From one writer to another…
Hi, I’m Lorinda. Working as a grant writer and trainer for more than a decade, I’m an entrepreneur at heart with a passion for supporting other business owners in their quest for success. Community causes are always at the forefront of my mind, and my hope is to share years worth of business experience to support nonprofits in their essential efforts of making this world a little brighter. I spend most of my time in Miami, Florida enjoying the sun and reading a good book.

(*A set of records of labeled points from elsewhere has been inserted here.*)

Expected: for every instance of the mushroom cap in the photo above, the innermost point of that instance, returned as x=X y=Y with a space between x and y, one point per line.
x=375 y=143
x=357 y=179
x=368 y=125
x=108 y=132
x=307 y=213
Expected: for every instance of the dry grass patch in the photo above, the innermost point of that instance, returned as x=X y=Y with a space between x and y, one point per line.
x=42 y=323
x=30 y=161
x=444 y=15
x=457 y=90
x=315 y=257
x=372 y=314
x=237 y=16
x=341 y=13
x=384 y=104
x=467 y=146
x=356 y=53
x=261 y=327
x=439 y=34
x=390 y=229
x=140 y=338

It’s easy to see grant writers as the magic few who are tasked with the responsibility of acquiring needed funding for a charity’s project or more often times, to keep their doors open. More often than not, people reach out to a grant writer consultant (aka freelancer) when the org is strapped for cash and has no other avenue to salvage their programs. Grant consultants are seen as “the last option” for many desperate clients who otherwise have no options for accessing needed funding. The sad reality is that this desperate cry for help is more often than not a bust for both the grant writer and the client. It leaves both parties unsatisfied because of the overburden of stress and desperation looming over their heads. The grant writer signs away their life by being expected to resolve years worth of poor financial planning on the nonprofits side in a matter of a few months, while the nonprofit feels like they’ve spent their last precious few dollars on a gamble. Both parties enter into an almost impossible agreement where no one leaves happy. It happens time after time, client after client, and in my opinion is why grant writers get such a bad rep.
Instead of reaching out to a grant specialist when times are tough, there needs to be a shift in perspective. I follow a lot of spiritual teachers – those who believe in the energetic nature of the world. If you come into a working relationship with a mindset of lack, that’s exactly what you will yield – not enough money, dissatisfaction with results, and overall failure. This is true of both the client and the grant writer, and creates a pitfall for both parties.

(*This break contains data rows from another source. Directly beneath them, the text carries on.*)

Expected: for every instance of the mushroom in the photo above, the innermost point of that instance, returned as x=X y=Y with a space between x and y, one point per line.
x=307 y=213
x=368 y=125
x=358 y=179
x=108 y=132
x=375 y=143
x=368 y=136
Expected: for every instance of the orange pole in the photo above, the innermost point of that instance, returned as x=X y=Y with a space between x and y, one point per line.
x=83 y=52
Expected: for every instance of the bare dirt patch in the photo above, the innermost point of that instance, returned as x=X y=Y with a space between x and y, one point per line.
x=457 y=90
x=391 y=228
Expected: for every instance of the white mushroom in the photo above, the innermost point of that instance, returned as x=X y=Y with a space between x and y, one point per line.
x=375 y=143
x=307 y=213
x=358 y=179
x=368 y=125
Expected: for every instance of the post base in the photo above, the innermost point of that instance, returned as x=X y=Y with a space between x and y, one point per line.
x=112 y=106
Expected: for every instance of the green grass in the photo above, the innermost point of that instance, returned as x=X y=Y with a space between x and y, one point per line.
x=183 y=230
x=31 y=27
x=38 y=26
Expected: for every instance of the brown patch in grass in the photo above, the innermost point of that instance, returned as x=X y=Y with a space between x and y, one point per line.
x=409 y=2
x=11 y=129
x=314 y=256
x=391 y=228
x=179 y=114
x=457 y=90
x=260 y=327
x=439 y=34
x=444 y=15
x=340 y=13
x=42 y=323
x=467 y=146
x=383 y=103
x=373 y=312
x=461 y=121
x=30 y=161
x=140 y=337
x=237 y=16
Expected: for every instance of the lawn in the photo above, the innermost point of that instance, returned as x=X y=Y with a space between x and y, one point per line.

Not all the blame is to be put on the nonprofit client – not by a long shot. There are MANY circumstances where the grant writer – desperate for a new gig – enters into a contract that they know has bad energy, yet does so to pay his or her bills. I’ve been there, especially in my early years as an entrepreneur. Chasing opportunities and putting my services on the “clearance rack” was how I operated in the beginning and all it led to was disappointment and a lack of job satisfaction. This is why so many grant writers and personnel responsible for grant writing activities quit. Unrealistic expectations, an overwhelming sense of lack and desperation, and overall bad juju.

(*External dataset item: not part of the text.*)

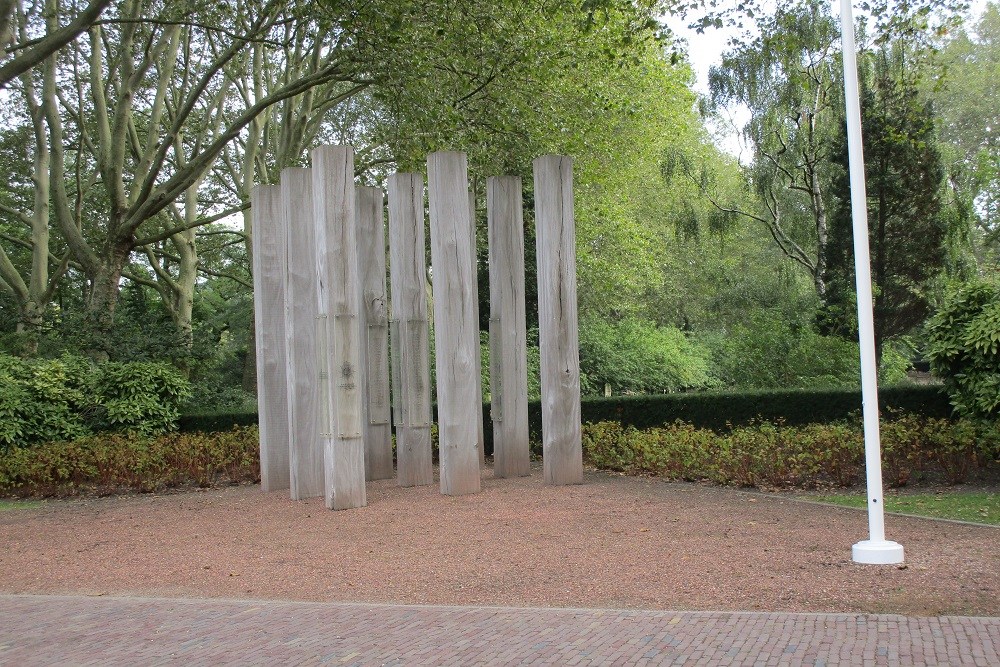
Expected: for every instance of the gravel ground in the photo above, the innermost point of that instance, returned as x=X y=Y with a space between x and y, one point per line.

A better approach is for nonprofits to reach out to grant writers when things are going well for them. From an energetic perspective, a feeling of abundance will bring more abundance!
Grant writing should be seen as an essential task of any community operation, not a response to crisis. Grant writers should also value themselves, create standards, and only take jobs they know they’ll be successful at. Choose clients whose mission empowers you. Work with people who respect your professionalism (and prices) and I guarantee you’ll see a shift. Be in a mindset of abundance, success, and happiness in what you’re doing. That is what will yield the $$.